As the web has so much to give, people are becoming more distracted. From the web design the site has, the navigation, the banners, ads, links, images, media contents and more. On the web, people can't stay focus on one thing for a long time before getting their minds occupied into something else.

The more a page has to say, the more people are tuned out. This happens not to just one or a few people, it happens to almost everyone on the web. Online, when people visits a page, they rarely read all the way down to the very bottom. In fact, making them go through half of the page is already an achievement.

This comes to the relationship between scrolling and sharing.

A research suggested that people tend to share things they like, even when they haven't fully read everything the page has to say. So if there's anything someone has shared on the web, you can assume that the person hasn't read the thing he/she shared.

Making people focus is a lot of work. Using heat maps is one of the way to see where on a page your readers are putting their most attention. Some of the things you can do to minimize distraction are: putting more relevant images/media, use white space whenever possible, use contrast colors for text-background, and limit ads as well as outbound links.

Going Through Length

A page that is informational should be long. There is no way you can describe something in details without having to go through every tiny bits of information. You can accompany the article with images and other media information just to make it compelling.

Any added information, whether it is text, images or anything else, add up to the length to the overall page. When your page is already long, making it longer won't make people necessarily read them. No matter how good the post is, seeing a long page they have to scroll is already overwhelming. And people can be overwhelmed even before reading the first few paragraphs.

People are in a hurry, and in the fast-paced digital world, there is less to nobody that wants to be bothered with a slow loading page, or reading a long articles that they have no idea who's the writer.

A typical web page is about 2000-3000 pixels long.

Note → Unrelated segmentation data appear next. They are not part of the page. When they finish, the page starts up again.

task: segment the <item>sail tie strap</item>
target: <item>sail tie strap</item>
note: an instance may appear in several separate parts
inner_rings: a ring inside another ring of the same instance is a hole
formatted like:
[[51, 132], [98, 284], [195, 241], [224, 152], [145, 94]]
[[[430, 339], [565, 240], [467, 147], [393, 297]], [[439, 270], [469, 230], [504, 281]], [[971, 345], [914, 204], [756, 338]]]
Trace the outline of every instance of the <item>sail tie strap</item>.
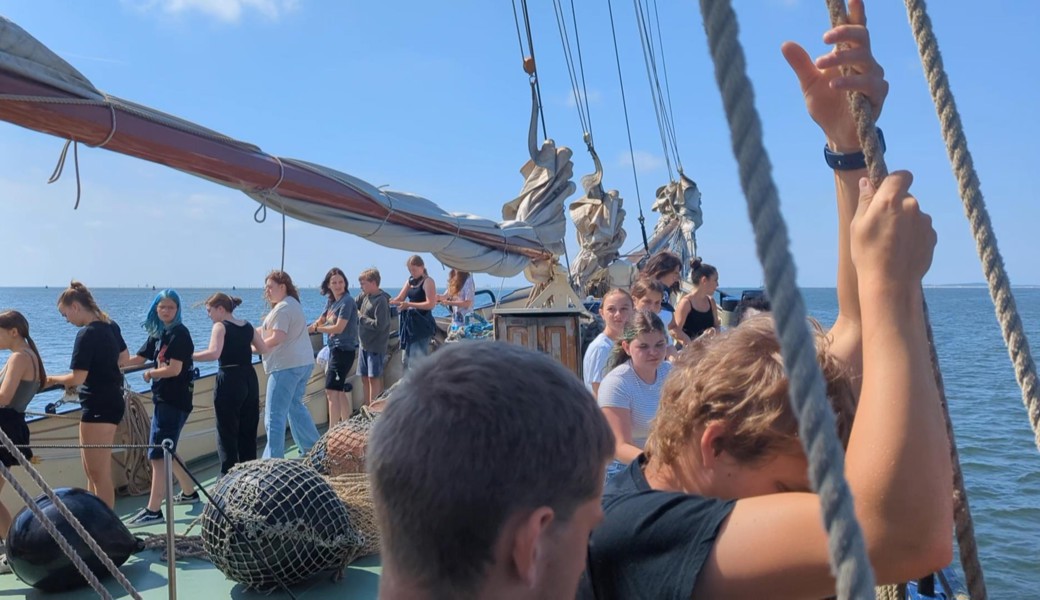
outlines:
[[874, 598], [874, 573], [844, 478], [844, 452], [816, 363], [805, 302], [795, 282], [787, 225], [780, 214], [779, 193], [762, 142], [754, 90], [737, 40], [736, 16], [731, 0], [701, 0], [700, 5], [733, 153], [739, 163], [740, 186], [748, 201], [758, 260], [773, 298], [784, 369], [790, 381], [790, 402], [809, 459], [809, 478], [820, 495], [837, 596]]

According to the research, 5 percent of readers won't scroll at all, while most interested readers will stay to at least 50 percent mark. The more a reader has to scroll, the more percentage of them are distracted.

When length matters, you need to put everything in one place, and make them as compact as possible. You may have many things to say, but putting all those words inside a single page is not at all appealing. If your article really has to be that long, you may as well use pagination. This method will enable readers to see (predict) how long they have to stick around, without even scrolling too much. You can also put anchor points in several important parts of the page, and scatter as much of your "secondary" information to the rest of the page, just to make each paragraphs have something interesting to say.

Another method is to put all of the most necessary information, and feature, above the fold.

Social Sharing: The Annoying Fact

The relationship between scrolling and sharing is getting weaker as a page is made to share, or have the feature that made it shareable. Most web pages that contain articles or news, have social widgets. And this is becoming more common.

The relationship weakens because pages that got a lot of shares, don't necessarily get read very deeply. The same goes to the opposite: pages that do get read, don't usually generate that much shares.

As a writer, this can be an annoying fact. Things that make a page interesting to share is not just because of how well it's written. The possibility is that it can either have an outstanding topic, viral information that is currently hot, debatable data, or some other things.

Writers may have spent many of their time to create a story that is both interesting and influential, both technically and informative. But without the ability to put the best information up and be readable easy and fast, there's a reason to not write it at all.

We live in the age of skimming. Readers rarely finish what they started. Please the eyes first, then do the talking.